Texas Senate committee on Uvalde school shooting listens to public testimony

The special Texas Senate committee on the deadly school shooting that left two teachers and 19 children dead is listening to public testimony today. 

The committee will hear public testimony on mental health and firearm safety.  

Public testimony will be limited to 2 minutes per person.  

On Tuesday, the head of the Texas state police pronounced the law enforcement response to the Uvalde school shooting an "abject failure," telling lawmakers that there were enough officers and firepower on the scene to have stopped the gunman three minutes after he entered the building.

Col. Steve McCraw also said officers would have found the door to the classroom where the assailant was holed up unlocked if they had bothered to check it.

Instead, police with rifles stood in a hallway for over an hour, waiting in part for more weapons and gear, before they finally stormed the classroom and killed the gunman, putting an end to the May 24 attack that left 19 children and two teachers dead.

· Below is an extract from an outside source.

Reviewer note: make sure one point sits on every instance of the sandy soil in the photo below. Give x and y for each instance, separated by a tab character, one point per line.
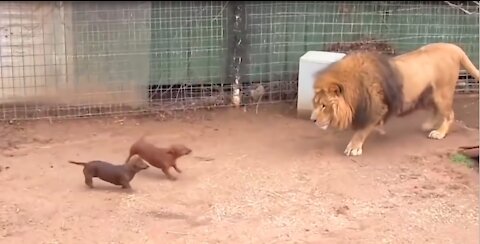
266	178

Uvalde Mayor Don McLaughlin said the head of Texas DPS has either "lied, leaked, misled or misstated" information to distance his own Troopers and Rangers from the police response at Robb Elementary.

McLaughlin said at a city council meeting Tuesday night that eight law enforcement agencies were all in the hallways. He believed each one needs to be held accountable, not just the Uvalde CISD police chief, which McCraw said "failed as an incident commander."

McLaughlin said families are still in the dark on the investigation and he hasn't been briefed since May. He said he tried calling everyone he could think of for the past week, but people in Uvalde still don't have answers.

"What kind of farce do you have in Austin today? At least the House had the audacity to keep it in the closed door session. And we had the Bozo the Clown show at the Senate today with McCraw and everyone praying out there and giving answers that they still don't have the fact to. They still don't have the truth, too. And yet again, they didn't talk about any other agencies that were there. That were there, too."

"He is the head of the Texas Department of Public Safety. Either he should know what his officers are doing, or someone is informing him of what his officers are doing and what went on that day," McLaughlin said.